Il capitale complessivo finanziato per l’acquisto di case è di 38,2 miliardi di euro, con una variazione del +8,1% sul 2023 per 3 miliardi in più. Il tasso medio iniziale applicato a queste erogazioni è diminuito di 0,69 punti percentuali adeguandosi al 3,6%. La durata media di un mutuo per acquistare casa è stabile a 25,3 anni, in linea con l’anno precedente e uniforme nelle diverse zone geografiche d’Italia. La rata media si attesta sui 677 euro mensili.
Quanto all’affordability, le condizioni di accesso all’acquisto di una casa sono tornate a essere favorevoli nel 2024: dopo il periodo di indebolimento registrato nel 2022 e nel 2023 a causa del rialzo dei tassi da parte della Bce, l’indice ha raggiunto il valore del 12,7%. Un dato positivo rispetto al valore medio storico del 9,6% nel decennio 2004-2024. Il trend è incoraggiante anche nel 2025: le tendenze rilevate nel primo trimestre dell’anno evidenziano un ulteriore miglioramento dell’indice, sempre dovuto alla riduzione dei tassi di interesse sui mutui.
I profili di acquirenti e venditori
Nel mercato delle compravendite di abitazioni fotografato dall’Osservatorio nel 2024, si contano 2,3 milioni di soggetti coinvolti: il 56% di venditori e il 44% di acquirenti. La quasi totalità degli acquirenti, il 96%, è una persona fisica con il 4% di persone non fisiche; tra i venditori la quota di persone non fisiche sale al 7%. La maggior parte degli acquisti sono stati effettuati da persone di età compresa tra 31 e 50 anni, che rappresentano il 48,4% del totale degli acquirenti. Viceversa, i venditori sono per il 49,5% nelle fasce tra 61 e 70 anni e over 70. È accentuata anche la differenza di percentuale nella fascia di età tra 31 e 40 anni: i compratori sono il 25,6%, i venditori appena l’8%.

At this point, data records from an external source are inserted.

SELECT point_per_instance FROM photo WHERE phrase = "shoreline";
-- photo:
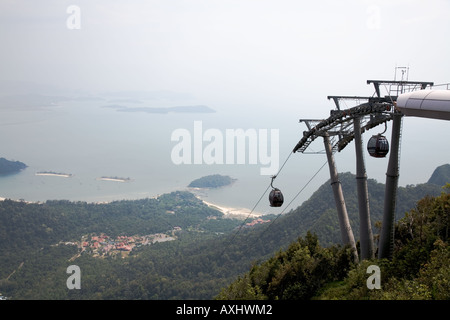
(236, 213)
(62, 175)
(114, 179)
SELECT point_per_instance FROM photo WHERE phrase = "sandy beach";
(115, 179)
(63, 175)
(237, 213)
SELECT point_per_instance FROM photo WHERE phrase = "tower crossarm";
(339, 123)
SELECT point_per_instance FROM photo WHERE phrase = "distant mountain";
(210, 251)
(8, 167)
(441, 175)
(319, 215)
(211, 181)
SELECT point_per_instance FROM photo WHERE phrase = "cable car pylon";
(346, 125)
(344, 223)
(365, 226)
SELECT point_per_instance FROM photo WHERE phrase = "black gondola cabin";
(276, 198)
(378, 146)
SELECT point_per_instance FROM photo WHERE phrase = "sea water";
(90, 139)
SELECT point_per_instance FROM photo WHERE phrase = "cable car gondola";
(276, 198)
(378, 146)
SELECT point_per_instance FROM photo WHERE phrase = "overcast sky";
(283, 54)
(253, 49)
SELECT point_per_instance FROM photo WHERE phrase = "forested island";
(294, 256)
(9, 167)
(212, 181)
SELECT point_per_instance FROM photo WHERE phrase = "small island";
(9, 167)
(212, 181)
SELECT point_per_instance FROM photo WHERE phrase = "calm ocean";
(88, 140)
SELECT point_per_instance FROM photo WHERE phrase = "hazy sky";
(283, 54)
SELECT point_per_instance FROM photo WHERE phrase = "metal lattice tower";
(337, 131)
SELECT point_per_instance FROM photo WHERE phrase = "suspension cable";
(254, 207)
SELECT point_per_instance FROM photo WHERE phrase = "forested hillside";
(39, 241)
(419, 269)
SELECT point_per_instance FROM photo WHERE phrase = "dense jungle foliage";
(211, 251)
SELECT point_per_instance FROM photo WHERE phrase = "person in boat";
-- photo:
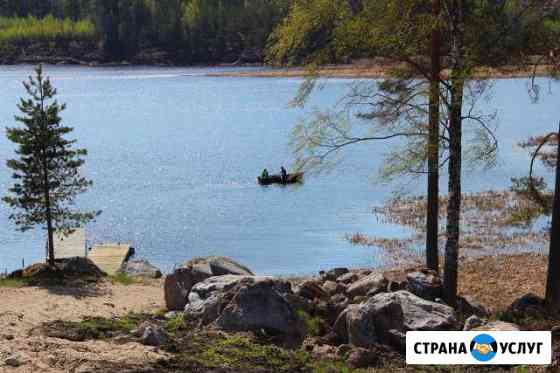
(283, 174)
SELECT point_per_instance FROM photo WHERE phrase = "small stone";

I venditori si concentrano soprattutto tra i cosiddetti boomer, la generazione nata tra il 1946 e il 1965, nei due decenni successivi alla Seconda guerra mondiale: il 44,7% di chi vende casa è un baby boomer. Sul fronte degli acquirenti, invece, hanno acquistato un’abitazione nel 2024 soprattutto i nati tra il 1966 e il 1995, ovvero i Millennials della Gen Y (nati tra il 1981 e il 1995) con il 37,2% e la Generazione X (tra il 1965 e il 1980) con il 31,1%. Per quanto riguarda l’acquisto di casa con mutuo, ha coinvolto principalmente i più giovani: il 59,7% degli acquirenti fino a 30 anni e il 62,2% in un’età compresa tra i 31 e i 40. Gli acquirenti senza mutuo ipotecario, infine, sono stati in primo luogo nelle due fasce adulte: il 23,6% nei 51-60 anni e il 21,3% nei 41-50 anni.